Hospital Ethics
To the editor:
Thank you for your excellent articles on the lack of access to abortion care on Cape Cod, in one of the remaining states that supposedly ensures a woman’s right to full reproductive care.
“Abortion Access Is Unclear on Cape Cod” (July 14) reported that Cape Cod Healthcare Senior Vice President Patrick Kane “did not respond to a question asking whether Cape Cod Hospital has an ethics committee.”
I assure you that they had an ethics committee 15 years ago. My mother died during the night at Cape Cod Hospital in October 2007. When I arrived at the hospital the next morning, I was told I would have to meet with the hospital’s ethics committee. They wouldn’t tell me why.
My mother had had Alzheimer’s for years. There was nothing unusual about her death, and we had been expecting it for a while. It seemed that my older sister, who had been caring for my mother full-time, had become upset at the hospital the day before and then left and could not be reached.
At the meeting, a hospital administrator complained to me and my brother about my sister’s behavior and about my mother’s not having written care directives on file. They had a point, but we did not have legal authority in the matter — and their timing was terrible. My brother described it as a “cover your ass” meeting.
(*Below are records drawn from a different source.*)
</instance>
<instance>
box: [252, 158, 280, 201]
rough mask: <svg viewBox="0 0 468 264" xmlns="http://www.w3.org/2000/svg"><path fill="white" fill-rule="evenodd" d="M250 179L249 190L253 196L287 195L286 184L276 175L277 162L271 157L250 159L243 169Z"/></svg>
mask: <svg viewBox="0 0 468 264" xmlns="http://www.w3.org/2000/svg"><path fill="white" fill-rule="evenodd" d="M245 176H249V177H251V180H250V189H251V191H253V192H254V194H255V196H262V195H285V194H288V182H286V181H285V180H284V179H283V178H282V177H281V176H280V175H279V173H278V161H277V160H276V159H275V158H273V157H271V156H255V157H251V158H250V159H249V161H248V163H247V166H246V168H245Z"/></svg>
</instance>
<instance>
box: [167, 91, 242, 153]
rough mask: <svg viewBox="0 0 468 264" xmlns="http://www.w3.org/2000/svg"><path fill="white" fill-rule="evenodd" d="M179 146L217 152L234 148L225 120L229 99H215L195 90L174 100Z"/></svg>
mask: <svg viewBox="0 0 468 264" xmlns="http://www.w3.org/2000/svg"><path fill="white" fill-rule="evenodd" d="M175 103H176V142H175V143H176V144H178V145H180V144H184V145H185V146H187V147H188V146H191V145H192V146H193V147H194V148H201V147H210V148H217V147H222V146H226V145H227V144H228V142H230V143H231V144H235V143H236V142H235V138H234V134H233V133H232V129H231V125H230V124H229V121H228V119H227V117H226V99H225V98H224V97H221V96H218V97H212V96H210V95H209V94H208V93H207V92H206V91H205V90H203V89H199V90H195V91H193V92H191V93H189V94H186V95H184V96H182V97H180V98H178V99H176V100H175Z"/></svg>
My mother received excellent care from the doctors and nurses at the hospital. But we need to decide whether medical care should be administered with a primary concern for limiting costs (at nonprofits like CCHC) or making money for shareholders (in for-profit health care). As your series suggests, the lack of access to abortion on the Cape is at this unhappy nexus of litigation and cost containment in our health-care system.
Anne Miller
Eastham and Palmer
The Fear Is Appropriate
To the editor:
We appreciate Edouard Fontenot’s painful essay “Shouldn’t We Be More Alarmed?” [July 28, page A3], which draws a frightening parallel between a dark time in the past century, when the Nazis were coming to power and expanding their lists of non-Aryan undesirables, and the current rise of overt white nationalism here in the U.S.
He raises the question that we and many others of a certain age have long pondered: how the people of Germany allowed that regime to carry out its evil ambitions. And he finds a complex and discouraging answer, that denial and indifference kept most ordinary citizens disengaged from noting, much less challenging, what was going on in their very midst. It couldn’t be hidden. It was simply accepted as the necessary path to national rehabilitation and glory.
A similar nostalgia for an imagined national greatness in our country, one that ignores the shame of our treatment of indigenous North Americans, enslaved Africans, women, immigrants, queer folk, and people with “mental illness,” would seem to be the breeding ground for a domestic replay of the German catastrophe.
The fear the writer expresses is appropriate. We need to maintain vigilance and raise our voices whenever human rights are violated. We need to stand together, to look after one another, and not allow ourselves to be falsely divided by meaningless cultural stereotypes.
The world should not, a century from now, find itself again asking, concerning our time, “How did they let that happen?”
Brian O’Malley
Andrea M. Sawyer
Provincetown
The Treatment of Rioters
To the editor:
Edouard Fontenot’s piece on accommodation [July 28, page A3] concerns me. I am equally concerned about the prevalence of violence today, but it is not only from the right.
The misleading, professionally-produced-for-TV Jan. 6 hearings, cynically featuring disingenuous one-sided testimony, hearsay, and innuendo, show evidence of deplorable mob behavior but are sadly untested by cross-examination — a mendacious decision made by the leftist leadership in the House.
Compare that one episode of unrest with hundreds of nights of violence in dozens of cities following the death of George Floyd. The Daily Mail reported that as much as $2 billion in property damage claims were filed, mostly in poor neighborhoods of leftist-led cities.
Some of the Jan. 6 protesters were held in solitary confinement for months, according to a letter from Republican members of Congress. In contrast, many leftist rioters were not held at all and most had their charges dismissed.
The House delayed a security bill for Supreme Court justices for weeks, even after a man was arrested for the attempted murder of Justice Kavanaugh.
The Biden administration is unafraid of publicly declaring that if Congress won’t do as he wishes, he’ll just do it himself.
I can empathize with the author’s fear and concern, but most people have been bullied or threatened with humiliation at some point.
Brian Eastman
Eastham
He’s Slowing Down
To the editor:
Regarding “25 Mph on 20 Roads” [Wellfleet Currents, July 21, page A13]:
I pledge to start driving at the legal speed limit of 25 mph on these 20 town roads starting today. And if I forget, Sharon will remind me.
I encourage every year-round resident and Provincetown Independent reader to do the same.